Don’t. It’s a myth that you have to have a niche. If you can write well on several topics and enjoy it, then do. For those just starting out, it may be beneficial to focus more on one over another, but there are no rules that say you can only write on one topic. Just write what you feel and love and it will come through.
How do you keep your writing skills sharp?
I keep my writing skills sharp by writing. The only way to become excellent at something is to do it. The more I write, the better I become.
What advice would you give other aspiring freelance writers who want to make money, freelance writing?
Know that it is not going to happen overnight. It takes a lot of skill, hard work and dedication to build a freelance writing career. There will be days when you want to quit and give up, don’t.

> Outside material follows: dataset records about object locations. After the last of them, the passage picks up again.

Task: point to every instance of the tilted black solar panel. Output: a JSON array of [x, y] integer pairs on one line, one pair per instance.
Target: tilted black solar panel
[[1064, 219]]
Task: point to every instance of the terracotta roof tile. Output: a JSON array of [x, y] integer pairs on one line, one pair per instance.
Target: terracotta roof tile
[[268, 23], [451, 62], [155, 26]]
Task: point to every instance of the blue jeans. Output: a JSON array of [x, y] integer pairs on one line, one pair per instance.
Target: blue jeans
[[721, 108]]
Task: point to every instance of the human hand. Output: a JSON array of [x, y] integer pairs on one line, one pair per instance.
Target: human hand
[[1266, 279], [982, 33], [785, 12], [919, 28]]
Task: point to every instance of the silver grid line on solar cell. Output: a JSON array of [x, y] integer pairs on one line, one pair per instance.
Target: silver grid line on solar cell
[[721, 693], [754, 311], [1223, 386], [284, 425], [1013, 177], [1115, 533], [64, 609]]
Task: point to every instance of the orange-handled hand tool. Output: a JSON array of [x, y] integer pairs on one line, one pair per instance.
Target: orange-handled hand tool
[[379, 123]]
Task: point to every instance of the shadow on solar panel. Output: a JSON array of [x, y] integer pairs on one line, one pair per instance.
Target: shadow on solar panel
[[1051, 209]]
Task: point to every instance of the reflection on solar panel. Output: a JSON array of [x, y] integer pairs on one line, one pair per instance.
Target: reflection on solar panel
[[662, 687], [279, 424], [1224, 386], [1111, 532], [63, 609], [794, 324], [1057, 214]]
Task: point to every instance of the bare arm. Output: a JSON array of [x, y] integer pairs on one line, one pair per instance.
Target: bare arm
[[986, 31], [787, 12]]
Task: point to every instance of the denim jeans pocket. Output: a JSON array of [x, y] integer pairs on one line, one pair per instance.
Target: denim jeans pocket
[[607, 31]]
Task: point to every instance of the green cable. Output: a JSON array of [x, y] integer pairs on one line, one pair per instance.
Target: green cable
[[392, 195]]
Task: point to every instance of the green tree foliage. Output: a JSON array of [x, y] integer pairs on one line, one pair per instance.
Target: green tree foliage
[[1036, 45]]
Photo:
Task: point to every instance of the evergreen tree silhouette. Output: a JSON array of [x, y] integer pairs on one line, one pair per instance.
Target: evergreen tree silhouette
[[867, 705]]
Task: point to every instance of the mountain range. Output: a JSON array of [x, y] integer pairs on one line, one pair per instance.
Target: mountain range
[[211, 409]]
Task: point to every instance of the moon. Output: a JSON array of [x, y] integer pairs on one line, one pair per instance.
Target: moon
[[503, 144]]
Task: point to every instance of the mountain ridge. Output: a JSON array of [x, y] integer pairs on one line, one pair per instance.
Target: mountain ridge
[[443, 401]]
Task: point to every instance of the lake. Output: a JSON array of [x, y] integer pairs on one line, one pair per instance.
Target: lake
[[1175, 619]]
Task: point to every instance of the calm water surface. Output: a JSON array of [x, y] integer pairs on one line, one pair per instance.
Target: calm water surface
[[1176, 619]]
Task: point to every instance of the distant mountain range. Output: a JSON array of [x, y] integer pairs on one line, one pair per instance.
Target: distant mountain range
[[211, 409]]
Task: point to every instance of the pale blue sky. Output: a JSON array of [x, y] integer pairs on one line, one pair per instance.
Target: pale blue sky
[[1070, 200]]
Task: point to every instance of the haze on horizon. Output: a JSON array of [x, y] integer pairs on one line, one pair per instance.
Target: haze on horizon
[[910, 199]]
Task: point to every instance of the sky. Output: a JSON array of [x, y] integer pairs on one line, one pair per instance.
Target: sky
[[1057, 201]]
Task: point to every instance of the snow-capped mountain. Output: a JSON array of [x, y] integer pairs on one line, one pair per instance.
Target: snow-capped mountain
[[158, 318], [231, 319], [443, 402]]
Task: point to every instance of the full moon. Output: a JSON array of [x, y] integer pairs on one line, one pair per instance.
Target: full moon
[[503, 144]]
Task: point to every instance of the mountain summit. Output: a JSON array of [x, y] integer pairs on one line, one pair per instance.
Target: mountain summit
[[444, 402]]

Keep at it, and you will make it but only if you believe in yourself and you don’t give up.
What limiting beliefs must ESL writers get rid of to achieve success?
ESL writers have to get rid of the feeling that they aren’t good enough when compared to native English speakers. I know plenty of native writers who aren’t great at articulating the language and ESL writers who are better than native writers. So just get rid of the idea you aren’t good enough because you are.
What are your future plans?
Right now, to successfully launch this new travel site and product. I finally feel like I’ve finally found my perfect idea, my passion. The one I’ve been striving for all this time through all my other writing and blogs. I’m working to build not just a product but a community which supports growth and travel for anyone, not just a few.